Insults, Challenges, and Insults
On surviving an air raid and why fingers don't grow back like gecko tails.
EDITORS’ NOTE: This post marks the one year anniversary of The Living Fossils. Thank you, loyal readers, for your ongoing support.
The air raid siren sounded at about 12:30am. It was our first night in the barracks at the Israel Defense Force naval base in Eilat. Only hours earlier we had been told what to do if the alarm sounded, so the instructions were fresh in our minds. We had thirty seconds to go from our beds to the shelter, a 30-foot long reinforced concrete pipe, with thick barriers at either end, making the structure into a capital letter I. The few moments after the siren and the sprint to the shelter are a blur, but most of us made it there within a minute or so. Perhaps 35 people—mostly soldiers, but also the twelve of us volunteering with an organization called Sar-El—crowded in the tube, seated or hunched over because the pipe was only about 5 feet at the highest point.

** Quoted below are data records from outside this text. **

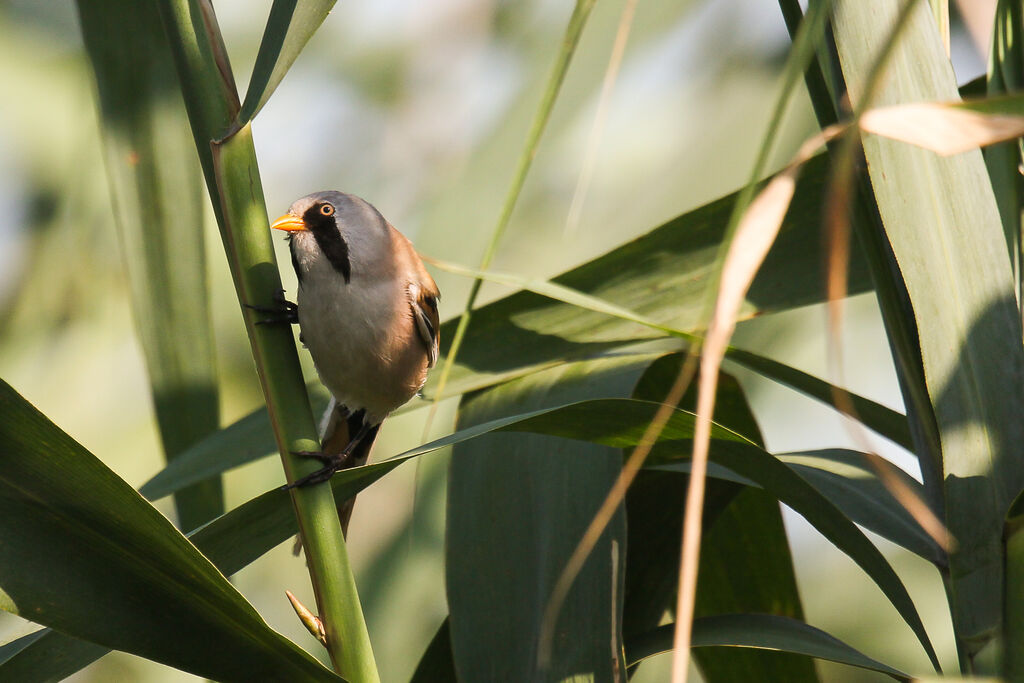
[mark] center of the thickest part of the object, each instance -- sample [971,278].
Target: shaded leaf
[534,503]
[156,186]
[244,441]
[289,28]
[943,226]
[86,555]
[660,275]
[745,562]
[762,632]
[745,565]
[846,478]
[436,665]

A minute or so passed as nervous chatter filled the tube, and then the report of a sizable boom hit us, followed shortly by the thunder of military jets flying overhead. It would turn out that the explosion was a drone that got through the defenses, hitting the side of building at the dock—missing the naval ships tied up there—causing modest damage to one wall.1
Seconds after the explosion, a young soldier—she could not have been more than 22 or 23—began screaming—“lo, lo, lo!” (no, no no)—alternately crying and hyperventilating. We would later learn that Hamas killed her cousin on October 7th. After the all-clear was given, an ambulance came and she was taken for additional care.
This post is about the question of when psychological challenges are unpleasant but ultimately useful. It’s also about the questions of when and why psychological challenges become insults and when insults are so great they become trauma.
Challenges & Insults - Physical
In the prior post on insults and challenges, I argued that humans have systems designed to respond to damage. We feel pain when fire burns our hand and pull it away. Because of our evolutionary history, not only can we detect when something is damaging us, but we also have mechanisms for repair, designed to restore function. Skin heals, bones mend, lungs clear.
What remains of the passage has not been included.